Menstruation may seem like the end of a cycle, but in fact, it is the beginning. The first day of fresh red bleeding is considered to be the start of a new menstrual cycle. This first day of fresh red bleeding is known as Cycle Day 1 (CD1) in charting. Menstruation is the shedding of the lining of the uterus, following a luteal phase with no pregnancy occurring.
A period can last anywhere from 2-7 days, with most menstrual periods lasting three to five days, including a day or two of light flow or spotting at the end.
Menstrual fluid should be red to brown in colour, and a loss of about 50mls over the bleeding phase is considered healthy. Greater than 80mls of loss is excessive, less than 25mls is considered very light. Not all menstrual fluid is blood, it also contains: cervical secretions, vaginal secretions, bits of endometrial tissue. Two thirds of the endometrial lining will be reabsorbed by the body, with the remaining third being shed. It should be mostly liquid, though a few clots the size of an Australia 5-10 cent piece is also normal.
Bleeding that is excessively heavy, very light, very short or very long, or unusual in colour or content always warrants investigation. Our menstrual flow is a helpful indicator of your overall health and wellbeing, and abnormalities can be indicative of a range of womens’ health, hormonal or autoimmune conditions.
The modern woman is estimated to have approximately 400 periods in her lifetime, more than our ancestors due to wider availability of good nutrition. However, this figure varies greatly due to the widespread use of hormonal contraception.
Did you know that the cyclical bleeding you experience when taking the oral contraceptive pill is not a period? Instead, it is a withdrawal bleed, in response to taking the “sugar” pills without the active ingredient during a particular part of the medication regime – it simulates a period bleed, but was in fact predominantly introduced into the Pill protocol to reassure women they weren’t pregnant, to attempt to satisfy some Catholic criticism of the Pill, and to *ding ding* save money in manufacturing. Taking the placebo pills and allowing a withdrawal bleed to occur does not serve any medical purpose, however it may reduce the incidence of breakthrough bleeding that is more likely to occur if pill packets are run together – at some point the endometrial lining will shed.

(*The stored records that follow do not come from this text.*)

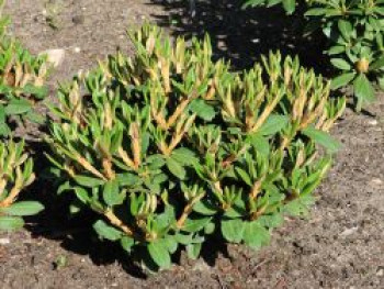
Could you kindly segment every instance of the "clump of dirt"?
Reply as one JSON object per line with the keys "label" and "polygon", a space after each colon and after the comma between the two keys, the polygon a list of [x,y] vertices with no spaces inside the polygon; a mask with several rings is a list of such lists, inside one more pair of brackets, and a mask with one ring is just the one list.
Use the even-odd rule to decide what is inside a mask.
{"label": "clump of dirt", "polygon": [[[132,54],[125,30],[145,20],[171,24],[167,30],[174,34],[201,35],[206,27],[216,55],[234,59],[237,67],[291,42],[286,36],[285,44],[279,43],[272,35],[284,25],[286,33],[295,31],[279,10],[241,12],[237,3],[197,2],[193,21],[183,18],[178,3],[144,0],[8,0],[4,12],[12,16],[11,33],[32,52],[66,51],[49,82],[54,91],[57,81],[117,48]],[[275,19],[280,27],[271,27]],[[253,26],[241,33],[241,23]],[[249,42],[256,35],[260,42]],[[307,54],[316,63],[318,52]],[[43,199],[47,212],[31,219],[27,230],[0,234],[0,288],[384,288],[384,96],[377,99],[369,112],[347,111],[336,125],[332,134],[343,146],[317,190],[310,219],[286,220],[270,246],[252,252],[212,242],[199,260],[181,254],[172,269],[145,276],[117,246],[95,240],[87,220],[64,220],[43,180],[31,193]]]}

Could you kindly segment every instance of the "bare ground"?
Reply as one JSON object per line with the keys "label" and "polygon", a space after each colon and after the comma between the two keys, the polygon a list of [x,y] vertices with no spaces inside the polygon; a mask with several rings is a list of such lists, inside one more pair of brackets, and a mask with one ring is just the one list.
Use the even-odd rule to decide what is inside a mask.
{"label": "bare ground", "polygon": [[[55,29],[46,20],[49,5],[57,5]],[[292,45],[307,57],[304,63],[316,63],[309,59],[316,52],[294,48],[301,40],[286,37],[283,43],[273,41],[279,35],[269,36],[284,24],[269,25],[272,15],[262,21],[266,15],[255,12],[253,24],[242,23],[245,12],[236,10],[240,14],[228,19],[235,10],[226,1],[206,11],[191,24],[179,16],[180,9],[144,0],[9,0],[5,7],[11,32],[34,53],[66,49],[52,89],[117,47],[132,53],[125,30],[146,19],[168,23],[167,31],[174,33],[200,35],[206,27],[216,54],[238,67],[249,66],[269,47]],[[279,11],[273,13],[279,18]],[[287,33],[295,23],[284,24]],[[255,38],[259,41],[247,42]],[[310,219],[287,220],[260,252],[213,243],[196,262],[182,254],[171,270],[144,276],[122,251],[100,244],[83,224],[52,215],[52,205],[50,214],[32,219],[29,230],[0,234],[0,288],[384,288],[384,96],[377,99],[362,114],[348,110],[332,131],[343,147],[317,190],[320,198]],[[35,193],[49,207],[54,192],[39,186]]]}

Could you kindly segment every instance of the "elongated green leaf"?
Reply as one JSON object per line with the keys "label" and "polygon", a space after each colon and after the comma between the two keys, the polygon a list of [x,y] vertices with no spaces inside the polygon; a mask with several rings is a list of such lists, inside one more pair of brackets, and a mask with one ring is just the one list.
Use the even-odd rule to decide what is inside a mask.
{"label": "elongated green leaf", "polygon": [[375,99],[373,87],[364,74],[360,74],[355,78],[353,89],[354,96],[358,99],[358,111],[360,111],[364,104],[370,103]]}
{"label": "elongated green leaf", "polygon": [[332,59],[330,59],[330,63],[336,68],[339,68],[341,70],[351,70],[352,69],[351,65],[342,58],[332,58]]}
{"label": "elongated green leaf", "polygon": [[267,245],[270,241],[270,233],[260,225],[258,221],[248,222],[244,230],[244,243],[255,249]]}
{"label": "elongated green leaf", "polygon": [[83,186],[87,188],[94,188],[94,187],[99,187],[99,186],[104,184],[104,180],[102,180],[102,179],[88,177],[88,176],[76,176],[75,180],[80,186]]}
{"label": "elongated green leaf", "polygon": [[292,14],[296,9],[296,0],[283,0],[283,7],[287,14]]}
{"label": "elongated green leaf", "polygon": [[160,268],[169,268],[171,266],[171,257],[163,242],[151,242],[147,248],[150,257]]}
{"label": "elongated green leaf", "polygon": [[314,126],[306,127],[303,131],[303,134],[308,136],[315,143],[323,145],[329,153],[336,153],[341,147],[341,144],[334,140],[328,133],[319,131]]}
{"label": "elongated green leaf", "polygon": [[100,237],[106,238],[110,241],[117,241],[122,237],[123,233],[113,226],[108,225],[104,221],[99,220],[93,224],[94,231],[99,234]]}
{"label": "elongated green leaf", "polygon": [[202,219],[188,219],[185,221],[184,226],[182,227],[182,231],[195,233],[204,229],[204,226],[211,222],[212,218],[202,218]]}
{"label": "elongated green leaf", "polygon": [[240,219],[222,221],[222,234],[228,242],[241,242],[244,229],[245,222]]}
{"label": "elongated green leaf", "polygon": [[183,168],[182,165],[180,165],[179,162],[177,162],[172,157],[167,158],[167,167],[172,175],[179,179],[184,179],[185,178],[185,169]]}
{"label": "elongated green leaf", "polygon": [[203,215],[214,215],[217,212],[217,208],[213,204],[208,203],[205,200],[202,200],[200,202],[196,202],[193,205],[193,211],[201,213]]}
{"label": "elongated green leaf", "polygon": [[376,70],[384,67],[384,55],[380,57],[377,60],[373,62],[370,66],[370,69]]}
{"label": "elongated green leaf", "polygon": [[8,208],[0,208],[0,214],[34,215],[44,210],[44,205],[35,201],[20,201]]}
{"label": "elongated green leaf", "polygon": [[287,124],[289,119],[285,115],[271,114],[266,123],[261,125],[258,134],[260,135],[273,135],[280,132]]}
{"label": "elongated green leaf", "polygon": [[332,81],[330,82],[330,88],[336,90],[341,87],[347,86],[349,82],[353,80],[355,77],[355,73],[349,73],[349,74],[342,74],[338,77],[335,77]]}
{"label": "elongated green leaf", "polygon": [[127,252],[131,253],[132,247],[135,245],[135,240],[133,240],[129,236],[123,236],[120,240],[120,244],[122,245],[122,247]]}
{"label": "elongated green leaf", "polygon": [[215,118],[215,109],[207,104],[205,100],[195,99],[191,102],[189,108],[204,121],[212,121],[212,119]]}
{"label": "elongated green leaf", "polygon": [[0,216],[0,231],[14,231],[23,227],[24,221],[19,216]]}
{"label": "elongated green leaf", "polygon": [[118,180],[110,180],[105,182],[103,199],[105,203],[110,207],[122,204],[125,199],[125,194],[121,193],[118,188]]}
{"label": "elongated green leaf", "polygon": [[202,243],[188,244],[187,245],[188,257],[191,259],[197,259],[201,249],[202,249]]}
{"label": "elongated green leaf", "polygon": [[31,103],[25,99],[14,99],[5,107],[5,114],[22,114],[29,112],[32,109]]}

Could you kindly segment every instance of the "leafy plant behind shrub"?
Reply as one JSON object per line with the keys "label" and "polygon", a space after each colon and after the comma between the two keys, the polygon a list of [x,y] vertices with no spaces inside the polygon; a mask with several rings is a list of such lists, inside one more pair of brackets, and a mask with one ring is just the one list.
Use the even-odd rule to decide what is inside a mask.
{"label": "leafy plant behind shrub", "polygon": [[374,100],[372,80],[384,90],[384,1],[313,1],[306,15],[330,41],[326,53],[340,71],[331,88],[353,85],[360,111]]}
{"label": "leafy plant behind shrub", "polygon": [[7,36],[8,22],[0,14],[0,136],[11,133],[12,121],[42,123],[44,118],[33,108],[47,95],[44,86],[46,57],[33,56],[18,41]]}
{"label": "leafy plant behind shrub", "polygon": [[24,143],[0,143],[0,231],[20,229],[24,225],[22,216],[44,209],[36,201],[18,201],[35,179],[33,160],[23,151]]}
{"label": "leafy plant behind shrub", "polygon": [[[295,11],[295,0],[250,0],[245,7],[280,3],[287,13]],[[325,53],[337,71],[331,89],[352,85],[360,111],[374,100],[372,82],[384,90],[384,1],[309,0],[305,4],[309,30],[320,27],[329,40]]]}
{"label": "leafy plant behind shrub", "polygon": [[134,58],[76,77],[53,108],[48,158],[72,213],[98,212],[101,238],[167,268],[213,233],[259,248],[307,211],[339,146],[328,131],[346,102],[329,84],[279,53],[230,73],[207,36],[188,46],[145,25],[131,38]]}

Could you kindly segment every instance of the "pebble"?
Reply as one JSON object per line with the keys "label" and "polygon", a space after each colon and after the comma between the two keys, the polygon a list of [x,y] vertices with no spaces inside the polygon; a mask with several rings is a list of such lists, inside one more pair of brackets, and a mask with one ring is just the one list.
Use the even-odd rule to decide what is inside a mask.
{"label": "pebble", "polygon": [[63,62],[66,55],[65,49],[47,49],[41,53],[41,55],[47,55],[47,62],[50,63],[54,67],[58,67]]}
{"label": "pebble", "polygon": [[72,18],[74,24],[83,24],[84,21],[86,21],[86,18],[83,15],[81,15],[81,14],[80,15],[75,15]]}
{"label": "pebble", "polygon": [[346,229],[341,234],[340,236],[349,236],[349,235],[352,235],[354,232],[358,231],[358,226],[353,226],[353,227],[350,227],[350,229]]}
{"label": "pebble", "polygon": [[376,120],[372,120],[372,121],[369,121],[368,123],[371,125],[377,125],[379,122]]}
{"label": "pebble", "polygon": [[380,178],[374,178],[371,180],[371,182],[374,185],[382,185],[383,184],[383,181]]}
{"label": "pebble", "polygon": [[9,243],[11,243],[11,241],[8,237],[0,238],[0,245],[7,245]]}

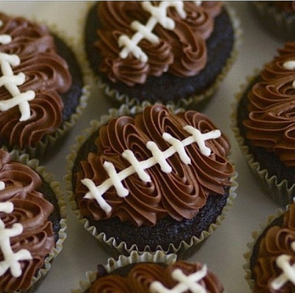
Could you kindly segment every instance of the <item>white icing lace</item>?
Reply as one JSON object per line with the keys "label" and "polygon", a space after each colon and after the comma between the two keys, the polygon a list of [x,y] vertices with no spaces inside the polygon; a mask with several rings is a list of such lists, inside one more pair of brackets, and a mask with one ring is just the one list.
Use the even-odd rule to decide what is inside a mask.
{"label": "white icing lace", "polygon": [[[0,181],[0,190],[5,188],[5,184]],[[14,209],[12,202],[7,201],[0,203],[0,212],[7,213],[12,212]],[[0,219],[0,247],[3,256],[3,260],[0,261],[0,276],[10,269],[12,276],[15,277],[21,275],[21,268],[19,260],[31,260],[31,253],[27,249],[20,249],[15,253],[10,245],[10,238],[22,233],[23,227],[21,224],[16,223],[11,228],[5,228],[4,222]]]}
{"label": "white icing lace", "polygon": [[118,39],[120,48],[123,47],[120,53],[123,59],[131,53],[137,59],[145,63],[148,56],[138,46],[143,39],[146,39],[152,43],[157,43],[159,39],[152,33],[156,25],[159,23],[166,30],[174,29],[175,24],[173,19],[167,16],[167,9],[169,7],[174,7],[182,18],[185,18],[186,14],[183,9],[182,1],[161,1],[158,6],[154,6],[150,1],[143,1],[141,3],[143,9],[149,12],[151,16],[145,25],[134,20],[131,23],[131,28],[136,32],[130,38],[126,34],[122,34]]}
{"label": "white icing lace", "polygon": [[[295,252],[295,241],[291,243],[291,246]],[[291,257],[287,254],[282,254],[277,258],[277,265],[283,272],[272,281],[271,286],[274,290],[279,290],[288,281],[295,285],[295,263],[290,264],[291,259]]]}
{"label": "white icing lace", "polygon": [[129,191],[124,187],[121,181],[128,176],[137,173],[143,182],[150,182],[151,178],[144,170],[156,164],[159,164],[162,172],[170,173],[172,171],[172,168],[166,160],[175,153],[178,154],[180,160],[184,163],[191,163],[191,159],[186,153],[185,147],[194,143],[197,144],[201,152],[203,155],[208,156],[211,153],[211,150],[205,146],[205,141],[217,138],[221,135],[219,130],[213,130],[205,133],[201,133],[200,130],[190,125],[185,126],[184,129],[191,135],[182,141],[173,137],[169,133],[165,132],[163,134],[163,139],[172,145],[164,151],[162,151],[154,142],[148,142],[146,146],[151,151],[152,156],[145,161],[139,162],[132,151],[128,149],[124,150],[122,156],[130,163],[131,165],[118,173],[111,163],[105,161],[103,166],[109,178],[102,184],[96,186],[90,179],[85,178],[81,180],[82,183],[89,190],[84,198],[95,198],[104,211],[107,213],[109,212],[111,207],[102,196],[111,186],[115,187],[118,196],[125,197],[129,194]]}
{"label": "white icing lace", "polygon": [[206,293],[206,290],[198,282],[207,274],[207,267],[204,265],[202,269],[195,273],[186,276],[180,269],[175,269],[171,273],[172,277],[178,283],[169,289],[158,281],[151,283],[150,290],[153,293],[183,293],[190,290],[193,293]]}
{"label": "white icing lace", "polygon": [[[3,22],[0,20],[0,27]],[[0,35],[0,44],[9,44],[12,41],[11,37],[7,34]],[[15,106],[18,106],[21,114],[19,121],[28,120],[31,116],[29,101],[35,97],[34,91],[28,90],[21,93],[17,87],[23,84],[26,77],[23,72],[15,75],[11,66],[19,65],[20,60],[17,55],[10,55],[0,51],[0,67],[2,76],[0,77],[0,87],[4,86],[12,96],[9,99],[0,101],[0,111],[6,111]]]}

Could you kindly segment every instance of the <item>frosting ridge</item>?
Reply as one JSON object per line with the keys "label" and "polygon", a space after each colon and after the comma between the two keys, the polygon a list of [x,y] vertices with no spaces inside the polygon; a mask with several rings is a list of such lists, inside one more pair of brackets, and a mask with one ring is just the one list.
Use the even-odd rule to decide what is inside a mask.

While menstruation is an essential part of the cycle if choosing to chart your cycle – many women suffer from excessive pain, heavy bleeding or mood-related symptoms during or immediately prior to their menstrual phase. What do we do about this?
The causes of excessive bleeding and excessive pain are not treated by suppressing the menstrual phase – while the use of hormonal contraceptives may prevent or reduce symptoms, it does not always stop disease progression, and can delay diagnosis. While you may choose to use hormonal methods such as the oral contraceptive pill or hormonal IUD to manage complex conditions such as endometriosis, prescription of these options without investigations of the causes of significant symptoms prevents women from making informed choices. For example, the current delay to diagnosis for women with endometriosis is is 6.5 years – this has a significant impact of quality of life for women, and the delay in diagnosis and treatment has significant impact on the likelihood of conceiving successfully in the future if desired: addressing symptoms alone without diagnosis and investigation reduces the options and informed decision-making of individuals – this is a concern that has been raised by the Royal Australian College of General Practitioners in the routine prescription of the oral contraceptive pill for adolescents presenting with heavy or painful menstrual periods.
While women with complex conditions such as endometriosis will likely require specialised support to manage their conditions, many choose to do so with allied health and alternative health support, not just traditional biomedical approaches. For women without underlying conditions, options such as magnesium supplementation, exercise programs and lifestyle modification, with or without breakthrough medication use, can make marked differences in their menstrual phase, without the need for hormonal contraception.